O prazer de registrar os palcos permanece a impulsioná-la com força, mas seu desejo atual de finalizar a segunda parte do projeto que nasceu com Topo da pirámide. Un registro afrodescendiente en Buenos Aires não passa despercebido. Dessa vez, a artista prepara um livro com retratos e histórias de mulheres afrodescendentes que vivem na capital portenha, sejam elas de qualquer nacionalidade. Com essa publicação, quer lançar luz sobre o cotidiano de chefs de cozinha, arquitetas, médicas e outras figuras negras.
Quando for lançado, o livro poderá, de alguma forma, ser compreendido como um mapa da presença negra em um país que, como ela ressalta, insiste em se imaginar branco. “Lidar com o silêncio, tanto o institucional quanto o cotidiano. A memória negra na Argentina muitas vezes é tratada como uma ausência, e isso torna difícil o acesso a registros, documentos e até à própria fala das pessoas.”
Por isso mesmo, as séries fotográficas de Malú trabalham como arquivos afetivos.

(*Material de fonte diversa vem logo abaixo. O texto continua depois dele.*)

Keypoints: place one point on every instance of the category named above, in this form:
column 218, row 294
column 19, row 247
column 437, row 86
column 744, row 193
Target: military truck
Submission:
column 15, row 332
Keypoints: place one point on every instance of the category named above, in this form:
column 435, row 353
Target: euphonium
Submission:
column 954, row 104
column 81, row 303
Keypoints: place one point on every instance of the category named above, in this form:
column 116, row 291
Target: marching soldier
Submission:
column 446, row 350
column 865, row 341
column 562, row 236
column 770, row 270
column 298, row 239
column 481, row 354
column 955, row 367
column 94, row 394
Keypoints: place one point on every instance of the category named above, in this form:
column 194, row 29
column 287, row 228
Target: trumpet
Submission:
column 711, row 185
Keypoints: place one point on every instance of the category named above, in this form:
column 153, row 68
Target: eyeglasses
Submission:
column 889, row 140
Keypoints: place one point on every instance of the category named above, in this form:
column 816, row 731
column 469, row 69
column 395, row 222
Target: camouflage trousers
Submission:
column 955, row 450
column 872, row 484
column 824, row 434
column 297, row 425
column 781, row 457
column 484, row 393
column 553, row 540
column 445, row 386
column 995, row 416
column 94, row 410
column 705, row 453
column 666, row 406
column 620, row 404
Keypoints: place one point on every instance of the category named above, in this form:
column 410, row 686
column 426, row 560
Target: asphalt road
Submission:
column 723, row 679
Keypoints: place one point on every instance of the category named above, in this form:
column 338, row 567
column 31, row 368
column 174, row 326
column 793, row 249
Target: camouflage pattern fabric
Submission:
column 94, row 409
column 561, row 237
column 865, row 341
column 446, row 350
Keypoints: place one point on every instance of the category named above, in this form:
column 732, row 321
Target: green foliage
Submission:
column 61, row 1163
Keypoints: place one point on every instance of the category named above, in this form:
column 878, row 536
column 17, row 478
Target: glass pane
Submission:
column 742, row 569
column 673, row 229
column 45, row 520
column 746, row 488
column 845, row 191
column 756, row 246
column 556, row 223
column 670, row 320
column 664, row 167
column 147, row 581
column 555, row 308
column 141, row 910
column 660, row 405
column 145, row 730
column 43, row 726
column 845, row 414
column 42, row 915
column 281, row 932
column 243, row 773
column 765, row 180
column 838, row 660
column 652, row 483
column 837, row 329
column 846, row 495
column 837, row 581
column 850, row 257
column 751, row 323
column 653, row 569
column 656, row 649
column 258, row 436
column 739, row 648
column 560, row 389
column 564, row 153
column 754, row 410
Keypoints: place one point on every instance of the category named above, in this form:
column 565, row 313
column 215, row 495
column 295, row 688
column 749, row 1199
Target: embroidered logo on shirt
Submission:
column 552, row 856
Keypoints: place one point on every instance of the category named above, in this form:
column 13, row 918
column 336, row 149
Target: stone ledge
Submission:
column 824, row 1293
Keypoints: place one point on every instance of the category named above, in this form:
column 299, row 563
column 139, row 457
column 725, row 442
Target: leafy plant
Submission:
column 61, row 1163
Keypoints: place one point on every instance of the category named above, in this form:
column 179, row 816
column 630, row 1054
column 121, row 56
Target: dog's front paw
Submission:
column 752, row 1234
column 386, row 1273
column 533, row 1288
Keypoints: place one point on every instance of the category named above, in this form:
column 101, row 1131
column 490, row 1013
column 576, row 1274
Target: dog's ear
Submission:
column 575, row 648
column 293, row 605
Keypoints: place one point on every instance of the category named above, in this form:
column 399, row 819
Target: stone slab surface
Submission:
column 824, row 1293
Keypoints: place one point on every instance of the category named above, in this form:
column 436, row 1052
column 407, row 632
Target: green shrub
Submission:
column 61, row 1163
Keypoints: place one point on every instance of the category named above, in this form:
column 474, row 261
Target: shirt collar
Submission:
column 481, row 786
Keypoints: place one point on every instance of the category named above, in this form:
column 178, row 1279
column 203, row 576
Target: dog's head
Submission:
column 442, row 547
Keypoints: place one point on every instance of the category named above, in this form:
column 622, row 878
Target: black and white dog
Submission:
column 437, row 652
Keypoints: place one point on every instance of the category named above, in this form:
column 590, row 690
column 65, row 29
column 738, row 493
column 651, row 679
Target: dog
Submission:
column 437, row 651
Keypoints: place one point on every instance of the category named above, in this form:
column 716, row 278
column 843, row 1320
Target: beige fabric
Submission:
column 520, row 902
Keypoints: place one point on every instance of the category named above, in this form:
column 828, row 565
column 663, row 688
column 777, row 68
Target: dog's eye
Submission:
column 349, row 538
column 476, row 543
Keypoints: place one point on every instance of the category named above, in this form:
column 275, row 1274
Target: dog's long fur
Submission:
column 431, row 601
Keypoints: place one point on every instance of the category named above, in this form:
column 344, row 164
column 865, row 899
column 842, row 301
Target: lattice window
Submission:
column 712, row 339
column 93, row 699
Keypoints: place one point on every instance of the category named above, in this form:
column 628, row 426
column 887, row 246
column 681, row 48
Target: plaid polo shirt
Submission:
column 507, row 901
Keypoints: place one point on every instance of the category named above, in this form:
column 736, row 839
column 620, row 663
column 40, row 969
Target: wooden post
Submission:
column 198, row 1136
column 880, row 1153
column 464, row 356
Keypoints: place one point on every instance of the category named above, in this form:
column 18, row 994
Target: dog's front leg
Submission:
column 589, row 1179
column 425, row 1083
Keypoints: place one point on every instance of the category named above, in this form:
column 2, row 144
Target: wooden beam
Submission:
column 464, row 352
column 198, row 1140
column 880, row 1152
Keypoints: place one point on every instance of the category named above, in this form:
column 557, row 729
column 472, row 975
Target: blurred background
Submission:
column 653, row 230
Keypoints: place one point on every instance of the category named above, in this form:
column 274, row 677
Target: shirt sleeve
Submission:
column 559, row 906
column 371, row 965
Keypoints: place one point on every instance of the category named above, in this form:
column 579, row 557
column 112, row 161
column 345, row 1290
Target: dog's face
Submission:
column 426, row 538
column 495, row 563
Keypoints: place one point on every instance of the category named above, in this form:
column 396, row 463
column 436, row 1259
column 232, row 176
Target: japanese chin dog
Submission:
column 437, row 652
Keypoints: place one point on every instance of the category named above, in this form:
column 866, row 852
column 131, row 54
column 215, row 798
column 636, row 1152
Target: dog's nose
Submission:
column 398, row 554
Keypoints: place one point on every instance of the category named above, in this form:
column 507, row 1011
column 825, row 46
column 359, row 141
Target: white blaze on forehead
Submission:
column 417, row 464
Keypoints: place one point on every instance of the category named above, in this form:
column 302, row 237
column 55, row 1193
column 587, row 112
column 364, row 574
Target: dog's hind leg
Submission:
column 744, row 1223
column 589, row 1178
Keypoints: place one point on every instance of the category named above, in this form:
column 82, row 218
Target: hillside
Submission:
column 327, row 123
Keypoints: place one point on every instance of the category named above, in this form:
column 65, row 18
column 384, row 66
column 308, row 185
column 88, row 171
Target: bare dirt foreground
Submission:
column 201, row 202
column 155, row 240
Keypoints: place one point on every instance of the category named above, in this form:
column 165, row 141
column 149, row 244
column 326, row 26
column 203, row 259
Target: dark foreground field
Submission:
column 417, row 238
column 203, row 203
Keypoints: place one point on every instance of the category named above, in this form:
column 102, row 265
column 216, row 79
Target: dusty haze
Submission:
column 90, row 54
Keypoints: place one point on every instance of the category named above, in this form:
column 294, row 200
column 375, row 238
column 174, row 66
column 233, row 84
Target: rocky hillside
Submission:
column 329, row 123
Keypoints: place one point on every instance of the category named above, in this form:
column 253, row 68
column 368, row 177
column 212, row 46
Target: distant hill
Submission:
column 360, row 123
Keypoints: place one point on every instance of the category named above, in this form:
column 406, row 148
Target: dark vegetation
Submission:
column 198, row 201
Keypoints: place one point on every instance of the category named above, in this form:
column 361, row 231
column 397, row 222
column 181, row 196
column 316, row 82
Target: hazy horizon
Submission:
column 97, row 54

São imagens que buscam reconectar o presente com as ancestralidades que sustentam a identidade afrolatino-americana. Sua obra transita entre a documentação e o poético, entre o gesto e a análise. “Enquanto penso em diafragmas, luzes e composição, o que realmente guia meu trabalho é o olhar humano, o desejo de compreender o outro. Por isso, transitar entre a documentação e a criação artística acabou sendo algo natural. A técnica está a serviço da escuta, e a arte surge como uma forma de traduzir o que não cabe apenas no registro documental.”

Em sua pesquisa, ela também enxerga o florescimento de uma nova geração afrodescendente na Argentina. “Vejo uma geração que está reconstruindo o espelho. Muitos jovens afrodescendentes estão se reconhecendo, criando espaços de afirmação e ressignificando o que é ser negro ou afro na Argentina. É um processo cheio de força e também de contradições, porque buscar a ancestralidade é, ao mesmo tempo, um ato político e profundamente íntimo.”
Mais do que revelar ausências, o trabalho de Malú Campello propõe presença. Suas imagens são construídas a partir de vínculos afetivos e de um desejo de devolver às pessoas retratadas a consciência de sua própria força. Essa dimensão relacional é o que transforma sua fotografia em linguagem política e espiritual ao mesmo tempo. É desse território que nasce sua compreensão de que produzir arte, especialmente na América Latina, é muito mais do que criar. “Produzir arte neste continente é um ato de resistência. É tentar criar beleza e pensamento num território marcado por feridas coloniais que ainda sangram. É também um gesto de amor, afirmar que nossas histórias importam, que nossos corpos e memórias têm valor simbólico e político. Criar aqui é um exercício constante de reexistência”, conclui.